La porta è in crisi?
Affrontare il problema della porta significa anzitutto comprendere che la porta è inserita in un sistema vivo composto da tutto ciò che la circonda, che la sormonta, che le fa da base. Basti pensare ai complessi studi architettonici di Vitruvio o di Palladio e all’enfasi che pongono su cosa è bene che sia intorno alla porta. La porta pensata da sola rischia di perdere il suo significato, e d'altronde la porta da sola è inconcepibile: l’arco di trionfo o il portico isolato del cerimoniale scintoista, i portici di alcune popolazioni centro africane o il tigillo romano non sono porte isolate: questi tipi di varchi sono inseriti in un sistema invisibile, non per questo non esistente, e comunque vincolante e limitativo che è quello formato dalla complessità dei simboli relativi al passaggio spirituale che esse rappresentano. La porta è in rapporto alle azioni di separare e di unire, di distaccare e di collegare, la porta è la sintesi di due azioni contrapposte che ci appaiono come una sola azione. Gorge Simmel diceva " La parete è muta ma la porta parla", la porta infatti è responsabile dello spazio a cui può concedere o negare la comunicazione la porta infonde all’uomo un indicibile senso di libertà, ma anche un indescrivibile senso di costrizione e questo in dipendenza del suo essere aperta o chiusa del suo concedere o negare. Oggetto di speculazioni filosofiche e soggetto di riferimenti letterari in ogni tempo, la porta rappresenta nello stesso tempo la possibilità e l’impossibilità e il più significativo dei simboli che la rappresenta pur non essendo porta in senso tradizionale è la Sfinge: la porta che pone domande.
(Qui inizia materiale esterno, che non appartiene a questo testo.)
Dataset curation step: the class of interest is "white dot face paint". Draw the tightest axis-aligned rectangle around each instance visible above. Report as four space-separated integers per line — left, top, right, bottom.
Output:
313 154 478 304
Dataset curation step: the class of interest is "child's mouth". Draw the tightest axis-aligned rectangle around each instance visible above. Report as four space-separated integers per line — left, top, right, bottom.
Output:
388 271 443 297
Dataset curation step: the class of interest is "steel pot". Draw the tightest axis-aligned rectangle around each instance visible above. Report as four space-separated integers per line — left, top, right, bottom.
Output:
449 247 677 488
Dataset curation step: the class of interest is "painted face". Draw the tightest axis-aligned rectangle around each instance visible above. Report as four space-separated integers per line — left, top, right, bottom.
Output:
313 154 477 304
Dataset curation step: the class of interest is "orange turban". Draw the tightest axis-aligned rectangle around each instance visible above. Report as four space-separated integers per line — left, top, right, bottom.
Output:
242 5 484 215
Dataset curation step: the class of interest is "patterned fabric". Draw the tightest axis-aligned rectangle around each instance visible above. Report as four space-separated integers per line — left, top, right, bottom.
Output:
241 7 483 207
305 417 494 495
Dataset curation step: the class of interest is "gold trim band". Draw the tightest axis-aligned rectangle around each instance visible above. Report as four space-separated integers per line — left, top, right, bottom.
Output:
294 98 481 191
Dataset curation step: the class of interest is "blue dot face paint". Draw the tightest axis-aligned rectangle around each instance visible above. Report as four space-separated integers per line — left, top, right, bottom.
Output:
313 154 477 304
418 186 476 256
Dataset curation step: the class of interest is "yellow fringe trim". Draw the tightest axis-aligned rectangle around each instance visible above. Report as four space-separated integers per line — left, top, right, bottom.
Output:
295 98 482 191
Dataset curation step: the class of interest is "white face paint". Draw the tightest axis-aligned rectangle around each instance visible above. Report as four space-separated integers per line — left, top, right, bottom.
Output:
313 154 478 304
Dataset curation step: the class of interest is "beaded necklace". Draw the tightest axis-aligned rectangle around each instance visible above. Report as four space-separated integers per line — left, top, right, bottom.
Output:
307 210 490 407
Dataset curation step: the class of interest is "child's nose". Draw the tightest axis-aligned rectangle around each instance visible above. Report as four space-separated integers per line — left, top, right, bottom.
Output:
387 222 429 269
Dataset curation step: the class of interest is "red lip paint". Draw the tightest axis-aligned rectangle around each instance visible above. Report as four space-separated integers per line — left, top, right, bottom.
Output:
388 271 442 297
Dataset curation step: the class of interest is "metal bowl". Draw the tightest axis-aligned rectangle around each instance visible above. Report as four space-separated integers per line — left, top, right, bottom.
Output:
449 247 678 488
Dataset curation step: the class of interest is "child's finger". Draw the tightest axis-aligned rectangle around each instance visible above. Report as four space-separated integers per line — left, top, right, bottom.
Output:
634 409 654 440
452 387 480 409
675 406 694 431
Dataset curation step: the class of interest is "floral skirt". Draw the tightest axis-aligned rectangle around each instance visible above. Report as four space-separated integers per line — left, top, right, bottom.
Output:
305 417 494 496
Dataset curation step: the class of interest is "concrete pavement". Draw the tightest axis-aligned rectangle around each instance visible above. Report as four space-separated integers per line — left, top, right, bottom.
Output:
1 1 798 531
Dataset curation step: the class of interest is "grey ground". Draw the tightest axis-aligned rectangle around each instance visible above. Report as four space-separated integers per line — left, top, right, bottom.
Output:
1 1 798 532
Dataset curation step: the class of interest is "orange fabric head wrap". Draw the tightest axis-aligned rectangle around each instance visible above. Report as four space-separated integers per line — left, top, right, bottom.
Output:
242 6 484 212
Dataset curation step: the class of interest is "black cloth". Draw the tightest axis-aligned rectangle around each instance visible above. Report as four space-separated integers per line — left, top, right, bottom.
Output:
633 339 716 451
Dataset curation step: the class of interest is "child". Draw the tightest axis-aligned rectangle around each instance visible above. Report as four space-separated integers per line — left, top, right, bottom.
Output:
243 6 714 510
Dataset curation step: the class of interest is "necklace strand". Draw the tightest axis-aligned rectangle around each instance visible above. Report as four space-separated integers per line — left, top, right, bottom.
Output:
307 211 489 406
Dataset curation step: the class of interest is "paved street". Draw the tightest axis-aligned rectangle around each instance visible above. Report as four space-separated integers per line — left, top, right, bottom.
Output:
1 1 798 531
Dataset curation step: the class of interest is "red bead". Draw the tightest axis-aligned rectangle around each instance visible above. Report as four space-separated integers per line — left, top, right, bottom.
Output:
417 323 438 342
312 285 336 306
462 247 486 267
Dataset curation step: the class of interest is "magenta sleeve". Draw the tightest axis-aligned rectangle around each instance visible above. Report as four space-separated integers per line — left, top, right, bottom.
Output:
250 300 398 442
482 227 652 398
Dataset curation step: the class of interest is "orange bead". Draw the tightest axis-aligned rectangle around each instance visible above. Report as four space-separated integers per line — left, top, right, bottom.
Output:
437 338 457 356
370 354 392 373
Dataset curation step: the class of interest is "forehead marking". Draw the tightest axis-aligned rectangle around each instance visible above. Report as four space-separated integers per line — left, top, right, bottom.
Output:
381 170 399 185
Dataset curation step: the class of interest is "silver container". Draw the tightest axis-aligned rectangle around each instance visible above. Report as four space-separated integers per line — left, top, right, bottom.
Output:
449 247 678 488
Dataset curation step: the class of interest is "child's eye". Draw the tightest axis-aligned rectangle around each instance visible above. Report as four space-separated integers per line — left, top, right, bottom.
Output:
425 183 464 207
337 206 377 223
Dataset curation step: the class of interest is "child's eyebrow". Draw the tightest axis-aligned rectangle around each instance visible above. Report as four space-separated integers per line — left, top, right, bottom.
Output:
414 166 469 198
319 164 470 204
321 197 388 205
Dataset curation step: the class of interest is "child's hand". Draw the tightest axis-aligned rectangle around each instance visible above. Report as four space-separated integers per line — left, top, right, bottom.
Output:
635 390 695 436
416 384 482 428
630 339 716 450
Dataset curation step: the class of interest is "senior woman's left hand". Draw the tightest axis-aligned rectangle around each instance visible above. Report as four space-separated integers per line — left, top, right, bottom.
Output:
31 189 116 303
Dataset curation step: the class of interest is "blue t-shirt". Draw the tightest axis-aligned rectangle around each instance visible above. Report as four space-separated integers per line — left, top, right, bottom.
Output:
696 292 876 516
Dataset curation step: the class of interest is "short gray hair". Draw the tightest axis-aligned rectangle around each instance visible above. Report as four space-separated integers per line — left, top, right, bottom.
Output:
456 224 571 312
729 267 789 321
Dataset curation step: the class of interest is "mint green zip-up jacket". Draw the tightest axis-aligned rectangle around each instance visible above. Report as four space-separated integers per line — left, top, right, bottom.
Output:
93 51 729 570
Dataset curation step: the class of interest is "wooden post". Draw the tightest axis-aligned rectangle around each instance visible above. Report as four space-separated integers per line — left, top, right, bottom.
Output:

La porta è in crisi? la sacralità del passaggio si sta riducendo a vuota superstizione? Il rituale rischia di divenire un simbolo di dubbie cerimonie di iniziazione a completo appannaggio di gruppi di individui border- line? Gli elementi del varco sono solo folklore esoterico? tutte le azioni svolte in prossimità delle porte sono ormai vuote di significato?"Le porte appartengono al passato"? Come pensava Robert Musil?
Forse è vero, le porte appartengono al passato, ma l’indicibile nostalgia per i "bei giorni delle porte" conferma che queste, come molta parte del passato, dimostrano di essere vive e significanti anche se sono invisibili o nascoste, e che la nostalgia di poterle varcare, con l’ansia di trovarle chiuse, impone di penetrare nel "Gran tempo", entrare in una diversa dimensione temporale che è quella del non tempo, delle immagini, delle fantasticherie, del mito e dei sogni, nell’ enorme contenitore dei simboli e degli archetipi che vivono dei nostri interrogativi, che continuano ad essere vitali anche soltanto per le domande che ci poniamo sulla loro vitalità.